Dans un futur plus lointain, le laser pourrait être utilisé pour combattre les pucerons. Star war n’est plus loin. Le sabre laser sera peut-être la nouvelle arme contre la jaunisse ? Que la force soit avec toi !
Témoignage de Damien Blondel, betteravier à Ludes (Marne)
« Mon FarmDroid devrait être amorti en trois ans »
« Cela fait plusieurs années que je regarde évoluer le FarmDroid sur internet. Je suis encore en train de l’apprivoiser. Il faut par exemple revoir le positionnement de la betterave dans l’assolement pour limiter la présence de racines de luzerne qui se bloquent sur les éléments de la bineuse », explique Damien Blondel tout en vérifiant les paramètres sur son smartphone. Agriculteur biologique à côté de Reims, il est le premier planteur français à utiliser le robot pour semer et biner ses betteraves avec un robot. « C’est la manœuvre qui conditionne la rentabilité de la betterave bio. L’année dernière, j’ai dépensé 30 000 € pour le désherbage. Le coût d’achat de 100 000 € devrait être amorti en trois ans. Une dizaine de passages est programmée avant la couverture du sol ».
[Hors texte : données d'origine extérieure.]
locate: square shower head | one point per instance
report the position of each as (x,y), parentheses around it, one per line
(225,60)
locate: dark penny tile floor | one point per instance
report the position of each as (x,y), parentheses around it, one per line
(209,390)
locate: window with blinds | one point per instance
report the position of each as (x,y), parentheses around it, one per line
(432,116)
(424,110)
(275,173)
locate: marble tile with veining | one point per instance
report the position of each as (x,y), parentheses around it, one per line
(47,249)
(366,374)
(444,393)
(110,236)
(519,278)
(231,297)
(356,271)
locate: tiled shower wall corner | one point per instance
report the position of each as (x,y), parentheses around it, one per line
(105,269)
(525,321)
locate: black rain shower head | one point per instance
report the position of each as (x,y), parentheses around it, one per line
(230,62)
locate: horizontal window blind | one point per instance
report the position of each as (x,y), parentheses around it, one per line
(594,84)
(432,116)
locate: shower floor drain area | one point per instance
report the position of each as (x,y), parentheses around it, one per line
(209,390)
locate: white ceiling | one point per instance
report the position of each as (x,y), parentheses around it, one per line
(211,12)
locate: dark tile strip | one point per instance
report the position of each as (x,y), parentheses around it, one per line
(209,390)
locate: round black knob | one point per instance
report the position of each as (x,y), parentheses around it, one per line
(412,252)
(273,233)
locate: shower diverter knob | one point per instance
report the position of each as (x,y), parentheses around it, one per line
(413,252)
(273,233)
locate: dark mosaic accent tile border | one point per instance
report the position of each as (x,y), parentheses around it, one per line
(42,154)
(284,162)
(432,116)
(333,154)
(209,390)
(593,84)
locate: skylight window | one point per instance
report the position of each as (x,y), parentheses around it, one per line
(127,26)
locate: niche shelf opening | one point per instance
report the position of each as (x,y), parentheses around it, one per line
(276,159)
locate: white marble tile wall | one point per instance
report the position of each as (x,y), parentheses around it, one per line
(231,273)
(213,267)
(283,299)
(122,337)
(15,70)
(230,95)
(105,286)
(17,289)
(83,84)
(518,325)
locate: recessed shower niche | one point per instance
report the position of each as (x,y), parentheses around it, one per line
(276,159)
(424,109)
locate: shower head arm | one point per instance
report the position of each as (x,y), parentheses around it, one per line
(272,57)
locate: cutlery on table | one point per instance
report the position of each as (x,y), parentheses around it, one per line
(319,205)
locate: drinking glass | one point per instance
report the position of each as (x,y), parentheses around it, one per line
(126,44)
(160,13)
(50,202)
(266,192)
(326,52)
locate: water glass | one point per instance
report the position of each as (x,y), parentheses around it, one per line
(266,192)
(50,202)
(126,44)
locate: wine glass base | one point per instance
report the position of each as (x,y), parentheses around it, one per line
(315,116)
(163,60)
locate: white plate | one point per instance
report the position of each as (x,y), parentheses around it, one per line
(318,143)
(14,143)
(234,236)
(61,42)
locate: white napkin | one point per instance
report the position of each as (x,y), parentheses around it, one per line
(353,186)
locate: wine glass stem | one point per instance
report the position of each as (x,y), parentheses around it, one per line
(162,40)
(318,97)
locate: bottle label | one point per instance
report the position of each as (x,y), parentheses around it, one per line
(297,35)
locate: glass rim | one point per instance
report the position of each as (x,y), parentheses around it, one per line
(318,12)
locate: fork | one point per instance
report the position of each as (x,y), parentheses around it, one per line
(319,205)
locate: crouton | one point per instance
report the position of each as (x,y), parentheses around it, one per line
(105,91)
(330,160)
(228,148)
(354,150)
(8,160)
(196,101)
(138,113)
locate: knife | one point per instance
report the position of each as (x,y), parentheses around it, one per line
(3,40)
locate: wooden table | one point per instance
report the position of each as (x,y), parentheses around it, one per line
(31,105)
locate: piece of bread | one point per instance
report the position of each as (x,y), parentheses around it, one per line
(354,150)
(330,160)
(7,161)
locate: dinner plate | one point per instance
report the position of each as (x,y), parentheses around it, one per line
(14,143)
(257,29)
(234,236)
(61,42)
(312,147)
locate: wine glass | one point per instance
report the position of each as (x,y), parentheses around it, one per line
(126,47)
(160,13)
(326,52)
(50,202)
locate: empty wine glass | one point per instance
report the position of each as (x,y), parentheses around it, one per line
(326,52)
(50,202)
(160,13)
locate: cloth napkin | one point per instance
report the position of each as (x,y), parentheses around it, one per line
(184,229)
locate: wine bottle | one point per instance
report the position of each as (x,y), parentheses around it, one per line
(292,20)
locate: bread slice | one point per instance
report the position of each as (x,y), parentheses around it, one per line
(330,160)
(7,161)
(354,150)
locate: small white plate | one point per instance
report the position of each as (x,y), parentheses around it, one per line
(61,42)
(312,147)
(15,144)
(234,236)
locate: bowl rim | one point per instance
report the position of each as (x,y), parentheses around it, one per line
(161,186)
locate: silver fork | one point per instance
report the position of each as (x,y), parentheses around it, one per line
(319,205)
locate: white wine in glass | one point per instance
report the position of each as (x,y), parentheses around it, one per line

Les robots bientôt sur les bancs d’essais
« La robotisation commence à s’imposer avec le retour du binage, une tâche répétitive qui multiplie les passages », constate Michel Berducat, directeur adjoint de l’Unité de Recherche TSCF (Technologies et Systèmes d’information pour les agrosystèmes), de l’Inrae de Clermont-Ferrand. « Naio est arrivé avec des petits robots de binage pour le maraîchage. Puis ils ont grandi et aujourd’hui, le Dino a désormais la capacité à traiter des grandes cultures comme la betterave. Le marché des robots est encore peu réglementé. Quand on achète un tracteur, on parle puissance, couple disponible. Des données que l’on ne trouve pas sur les robots aujourd’hui. L’Inrea de Clermont Ferrand va travailler sur ces questions. Nous allons proposer aux constructeurs de passer leurs robots sur des bancs pour qualifier leur puissance et leur autonomie énergétique ».